Debtor companies must show that bonuses are part of a “pay for value” plan that offers incentives for performance, rather than a “pay to stay” approach that merely rewards showing up for work. A management incentive plan is generally acceptable if it is justified by the facts and circumstances of the case, with consideration given to the following factors: (1) is the plan calculated to achieve the desired performance? (2) is the cost of the plan reasonable, given the debtor company’s assets, liabilities and earnings potential? (3) is the scope of the plan is fair and not discriminatory against certain employees? (4) is the plan is consistent with industry standards? (5) what were the due diligence efforts used by the company in investigating the need for the plan, analyzing which key employees are needed and what funds are available for them? and (6) did the company use independent counsel to perform the due diligence and also create and authorize the incentive compensation structure?
In 2013, the U.S. Bankruptcy Court sitting in St. Louis carefully examined all of these factors in ruling on an executive cash bonus proposal in the Patriot Coal case. In the nine months preceding the court’s decision, over 30 key executives left Patriot for other employment. The incentive plan proposed by Patriot Coal offered bonuses beyond base salary provided that five performance metrics were reached, including financial, environmental, safety and individual goals. Chief Judge Kathy Surratt-States determined that all of the necessary guidelines had been met and ruled in favor of the $6.9 million plan, finding it to be primarily incentive. That figure constituted only 0.36 percent of Patriot’s total annual revenues at the time.
“Given (Patriot’s) volatile situation, and the undisputed fact that the price of coal has decreased, the court cannot conclude that the (executives) merely have to show up to work to achieve the targets,” she wrote.
Similar bonus award structures have been approved by bankruptcy courts across the country. The court in the Alpha Natural Resources, Inc. case accepted the company’s proposed key employee incentive plan, agreeing that it encouraged company executives to “minimize their cash bleed while simultaneously cutting expenses and maintaining their safety and environmental standards.” Because the proposal was primarily contingent on the performance of the business (as opposed to mere retention of the management group), it met the standards promulgated by the bankruptcy act.
Requests for executive bonuses do not receive rubber-stamp approval by the bankruptcy courts. Sports Authority made received national attention this past August when the bankruptcy court in Delaware denied its motion for approval of an executive incentive program. The U.S. Trustee, an industry watchdog, argued against the bonus plan, labeling it “clearly retentive” with vague or meaningless performance targets.

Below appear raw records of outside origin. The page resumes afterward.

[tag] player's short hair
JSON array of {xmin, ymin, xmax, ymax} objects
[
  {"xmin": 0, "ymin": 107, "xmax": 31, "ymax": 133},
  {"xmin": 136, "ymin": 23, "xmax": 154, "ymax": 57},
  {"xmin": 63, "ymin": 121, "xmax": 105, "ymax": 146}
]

Guiding a corporation through a Chapter 11 bankruptcy case is lengthy and oftentimes arduous. Bonus programs such as that adopted in the Patriot Coal case are essential to the bankruptcy process, in order to ensure that incentivized key employees are working toward the maximum return for the company’s creditors. The ultimate goal of any bankruptcy case is the debtor’s successful emergence for a fresh start. Executive merit awards that are not unreasonable in light of the company’s assets and liabilities and which recognize the need for consistency in key management resources provide the best opportunity to achieve that end.
Attorneys Robert E. Eggmann and Becky R. Eggmann are with the law firm Desai Eggmann Mason LLC with offices in Clayton and Edwardsville.